An Unusual Case of Flank Pain Late in Life: A Case Report
Kristel Sibaja, Harper Henderson, Alejandro Biglione, RaeAnn Tourangeau-Young

TL;DR
An 88-year-old woman with a rare kidney condition experienced flank pain and other symptoms, highlighting the unusual presentation of horseshoe kidneys in old age.
Contribution
This case report documents a rare instance of symptomatic horseshoe kidney presenting late in life.
Findings
An 88-year-old female with a history of horseshoe kidney presented with flank pain and hydronephrosis.
Symptomatic horseshoe kidneys are rarely diagnosed in elderly patients.
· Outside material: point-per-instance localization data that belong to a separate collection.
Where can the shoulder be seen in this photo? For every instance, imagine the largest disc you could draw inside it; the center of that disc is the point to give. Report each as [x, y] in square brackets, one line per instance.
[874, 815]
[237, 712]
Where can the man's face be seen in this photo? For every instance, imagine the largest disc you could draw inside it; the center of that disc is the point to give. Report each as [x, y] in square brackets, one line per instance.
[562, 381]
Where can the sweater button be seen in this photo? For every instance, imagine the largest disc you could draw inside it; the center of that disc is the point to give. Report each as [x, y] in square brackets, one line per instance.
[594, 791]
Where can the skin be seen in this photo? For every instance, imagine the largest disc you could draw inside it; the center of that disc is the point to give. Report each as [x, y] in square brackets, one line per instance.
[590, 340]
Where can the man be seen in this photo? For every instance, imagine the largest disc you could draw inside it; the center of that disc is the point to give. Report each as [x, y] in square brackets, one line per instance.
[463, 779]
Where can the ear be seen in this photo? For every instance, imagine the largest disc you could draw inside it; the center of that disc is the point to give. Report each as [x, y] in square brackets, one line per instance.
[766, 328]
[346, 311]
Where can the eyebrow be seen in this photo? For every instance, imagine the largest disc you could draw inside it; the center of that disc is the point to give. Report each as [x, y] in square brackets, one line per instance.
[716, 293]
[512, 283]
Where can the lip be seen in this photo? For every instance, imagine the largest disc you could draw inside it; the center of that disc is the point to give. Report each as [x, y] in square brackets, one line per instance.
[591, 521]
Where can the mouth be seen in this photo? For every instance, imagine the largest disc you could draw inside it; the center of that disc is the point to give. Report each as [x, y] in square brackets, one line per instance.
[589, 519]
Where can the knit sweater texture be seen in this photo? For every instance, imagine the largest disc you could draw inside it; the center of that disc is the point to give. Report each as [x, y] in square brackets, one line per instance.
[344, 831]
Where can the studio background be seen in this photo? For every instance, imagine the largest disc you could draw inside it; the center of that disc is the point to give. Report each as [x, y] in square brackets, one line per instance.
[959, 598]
The case highlights the importance of considering CAKUT in elderly patients with unexplained urinary symptoms.
Abstract
Abnormalities in renal fusion represent a subset of congenital anomalies of the kidneys and urinary tract (CAKUT). Horseshoe kidneys (HSKs) are the fusion of kidneys at their lower poles. It is the most common form of CAKUT. Symptoms are usually subtle. The diagnosis is usually made incidentally during childhood. Rarely does an HSK become symptomatic later in life. We present the case of an 88-year-old female with a history of HSK who presented to the emergency department (ED) with a three-week history of left-sided flank pain, intermittent nausea, and reduced urine output. Her inpatient workup included imaging that revealed an HSK and bilateral hydronephrosis, which was more prominent on the left. The onset of symptoms for an HSK late in life is extremely rare.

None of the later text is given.